Both executives believe that the job market will eventually adjust, including the emergence of new AI-enabled positions. Nonetheless, Hassabis emphasized that work is about more than money. Questions about the relationship between meaning and purpose in work are among those "that keep me up at night," he added, adding that the financial consequences of labor disruption are easier to fix "than what happens to the human condition, and humanity as a whole."

Predictions on AI’s Labor Market Impact

While the CEOs of Anthropic and Google DeepMind generally agree on the geopolitical, socioeconomic, and labor consequences of artificial intelligence, they disagree on the timetable. Amodei believes that A.I. could achieve the capabilities of a Nobel laureate within a few years. According to Hassabis, the chances of human-level AI by the end of the decade are 50 percent.

Nonetheless, both agree that neither timescale allows much time for businesses, authorities, or governments to devise a coordinated response to the technology's rising influence. “There isn’t a lot of time before this comes,” stated Hassabis.

AI leaders want global rules to control AI growth and reduce risks.

Early Signs of AI's Labor Market Impact

AI may not be causing a labor market slaughter, but executives at Google DeepMind and Anthropic believe they are beginning to see its impact on junior roles within their own organizations.

"I think we're going to see this year the beginnings of maybe it impacting the junior level," said Google DeepMind CEO Demis Hassabis during a joint interview with Anthropic CEO Dario Amodei at Davos on Tuesday. "I think there is some evidence, I can feel that ourselves, maybe like a slowdown in hiring in that," he said, citing entry-level positions and internships as vulnerable examples.

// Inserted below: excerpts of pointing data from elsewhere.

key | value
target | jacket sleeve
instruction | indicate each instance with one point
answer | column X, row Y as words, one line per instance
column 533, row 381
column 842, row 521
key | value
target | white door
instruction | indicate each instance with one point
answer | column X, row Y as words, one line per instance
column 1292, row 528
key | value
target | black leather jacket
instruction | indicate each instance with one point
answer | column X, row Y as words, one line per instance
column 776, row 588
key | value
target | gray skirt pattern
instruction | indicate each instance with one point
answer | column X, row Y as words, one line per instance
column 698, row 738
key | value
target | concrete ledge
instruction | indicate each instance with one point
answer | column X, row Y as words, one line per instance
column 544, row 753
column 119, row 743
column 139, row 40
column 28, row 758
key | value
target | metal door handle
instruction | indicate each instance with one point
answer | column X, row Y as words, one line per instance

Amodei seemed to agree. Last year, the Anthropic CEO predicted that AI would eliminate half of all entry-level white-collar positions and raise unemployment to 20%. As of Tuesday, his prediction remains unchanged. "Now I think maybe we're starting to see just the little beginnings of it, in software and coding," he added. "I can see it within Anthropic, where I can look forward to a time where on the more junior end and then on the more intermediate end we actually need less and not more people." He went further: "And we're thinking about how to deal with that within Anthropic in a sensible way."

Amodei and Hassabis have both warned that the possible influence of AI on the economy and labor markets may necessitate institutional change, perhaps through international institutions controlling AI and economic intervention, in order to avoid the most severe consequences. "My worry is as this exponential keeps compounding, and I don't think it's going to take that long — again, somewhere between a year and five years — it will overwhelm our ability to adapt," Amodei told CNN.